4. New optional knobs

These are additive — they have defaults and require no action — but they are new surfaces you may want to set.

catenary diagnostics tuning

[tools]
diagnostics_severity = "error"    # default
  • diagnostics_severity (default "error") — the minimum severity that labels a run “dirty” (vs “clean”). One of "error", "warning", "info", "hint". A status label only: the run always exits 0 and prints every diagnostic; it no longer gates an exit code.

See Configuration → Diagnostics.

Notifications: threshold removed

The store-and-forward systemMessage notification queue retired, and with it its severity floor.
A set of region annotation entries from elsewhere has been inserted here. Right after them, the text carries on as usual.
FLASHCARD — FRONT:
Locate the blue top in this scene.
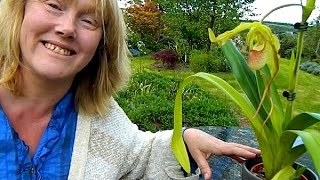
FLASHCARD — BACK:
[0,92,77,180]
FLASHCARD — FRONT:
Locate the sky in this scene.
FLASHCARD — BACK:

The [notifications] table now has one knob:

[notifications]
desktop = true    # default — OS notifications for error-severity events
  • thresholdremoved. Warns now persist on the TUI health dashboard (a warn is a health finding) and everything is queryable via catenary query; neither is severity-tunable. A leftover threshold does not break startup — it is ignored — but catenary doctor flags it as an unknown key, so delete it.
  • desktop (default true) — fire OS-level desktop notifications for error-severity events (the urgent interrupt). CATENARY_NOTIFY=0 also suppresses.

See Configuration → Notifications and Notifications.

Not a migration concern

These changed in 2.0 but need no config action — the session primer teaches the current workflow each session:

  • Editing starts implicitly on the first edit; there is no editing start step (it remains an idempotent no-op).
  • editing stop is now catenary diagnostics — it ends the edit batch and prints diagnostics for every modified file.